#Data Extractor

Send text, an image, or a PDF; declare the fields you want; get back structured JSON with per-field confidence and citation anchors (where each value was found). Built so callers can route between auto-approve and human-review programmatically — no re-parsing the LLM's prose.

POSThttps://aiengine.velgent.com/api/v1/extract

For worked requests + example responses across text, image, and PDF inputs, see Examples.

#What you get

Three things on every response, in addition to the structured output:

  • extracted — the values, keyed by the field names in your schema.
  • confidence — a 0.01.0 score per leaf field. Routes between auto-approve and review.
  • anchors — for each value, the exact source phrase the LLM used. Mandatory in V0 — it's the audit trail and the hallucination guard.

Plus a components block so quality teams can see which signal drove a low confidence score (the LLM's own self-rating, anchor verification, source quality, schema validation), and schema_drift listing fields the model emitted that you didn't ask for.

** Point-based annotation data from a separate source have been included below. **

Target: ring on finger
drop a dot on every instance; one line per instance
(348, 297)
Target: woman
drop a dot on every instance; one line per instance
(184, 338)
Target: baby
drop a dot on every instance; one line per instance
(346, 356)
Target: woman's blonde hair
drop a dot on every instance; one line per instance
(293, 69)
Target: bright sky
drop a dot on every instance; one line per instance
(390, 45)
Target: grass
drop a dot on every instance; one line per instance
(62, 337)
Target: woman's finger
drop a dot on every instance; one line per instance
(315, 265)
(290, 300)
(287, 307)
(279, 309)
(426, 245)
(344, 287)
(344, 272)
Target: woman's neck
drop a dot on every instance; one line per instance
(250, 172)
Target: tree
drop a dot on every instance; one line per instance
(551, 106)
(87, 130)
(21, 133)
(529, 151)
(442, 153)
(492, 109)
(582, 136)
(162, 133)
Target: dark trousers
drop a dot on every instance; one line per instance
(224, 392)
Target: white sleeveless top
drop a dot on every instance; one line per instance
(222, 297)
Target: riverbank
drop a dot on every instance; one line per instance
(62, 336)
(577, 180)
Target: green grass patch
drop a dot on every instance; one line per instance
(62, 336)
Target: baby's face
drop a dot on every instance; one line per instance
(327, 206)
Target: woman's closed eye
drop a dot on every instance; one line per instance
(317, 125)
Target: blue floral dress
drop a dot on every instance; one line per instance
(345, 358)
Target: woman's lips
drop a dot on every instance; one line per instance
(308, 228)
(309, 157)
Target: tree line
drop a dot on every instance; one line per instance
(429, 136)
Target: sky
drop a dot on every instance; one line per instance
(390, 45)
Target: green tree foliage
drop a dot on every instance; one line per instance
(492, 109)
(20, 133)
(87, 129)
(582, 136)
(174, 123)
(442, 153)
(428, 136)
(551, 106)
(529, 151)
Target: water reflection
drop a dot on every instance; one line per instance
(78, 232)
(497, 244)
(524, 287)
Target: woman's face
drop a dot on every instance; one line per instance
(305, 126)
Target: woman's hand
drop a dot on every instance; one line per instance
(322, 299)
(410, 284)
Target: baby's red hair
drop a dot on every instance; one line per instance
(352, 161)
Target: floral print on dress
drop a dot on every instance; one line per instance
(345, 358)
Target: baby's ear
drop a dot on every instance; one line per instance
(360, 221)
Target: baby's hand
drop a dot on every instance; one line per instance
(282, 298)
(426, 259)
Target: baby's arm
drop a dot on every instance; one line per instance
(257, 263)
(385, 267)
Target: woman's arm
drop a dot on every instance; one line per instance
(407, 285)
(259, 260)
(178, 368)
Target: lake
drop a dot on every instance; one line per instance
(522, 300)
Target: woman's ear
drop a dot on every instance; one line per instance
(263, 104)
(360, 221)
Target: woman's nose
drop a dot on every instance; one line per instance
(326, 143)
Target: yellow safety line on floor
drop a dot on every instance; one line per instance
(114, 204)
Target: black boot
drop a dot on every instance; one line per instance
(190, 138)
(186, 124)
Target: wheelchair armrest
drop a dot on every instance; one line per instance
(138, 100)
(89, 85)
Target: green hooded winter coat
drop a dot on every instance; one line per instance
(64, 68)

#Two ways to declare the schema

You can pass the schema inline on every call, or publish a named template in the admin console and reference it by slug. Pick one per request.

ModeUse when
extraction_schema (inline)One-off shapes, schema is dynamic per request, or testing.
template (slug)Repeated shapes (invoices, receipts, KYC forms). Operator publishes once in admin → /extract-templates; callers pass {"template": "invoice_v1"} from then on.

#Request

HeaderRequiredDescription
AuthorizationYesBearer velgent_live_… — see Authentication.
Content-TypeYesapplication/json.
Idempotency-KeyNoAny opaque string ≤ 128 chars. Repeated calls within 24h return the original response.

#Body

FieldTypeRequiredDescription
textstringOne ofRaw text input. Max ~200,000 chars.
fileExtractFileOne ofImage or PDF, base64-encoded.
extraction_schemaExtractionSchemaOne ofInline schema declaring fields to extract.
templatestringOne ofSlug of a published template (admin → /extract-templates).
template_versionintegerNoPin to a specific version. Default = current published version.
output_format"json" | "html_fields" | "html_document"NoDefault "json". See Output formats.
optionsExtractOptionsNoPer-call knobs.
pii_action_override"REDACT" | "SUPPRESS" | "ALLOW" | nullNoPer-call override of the tenant's PII action policy. Applies to text inputs only — images go directly to the vision LLM.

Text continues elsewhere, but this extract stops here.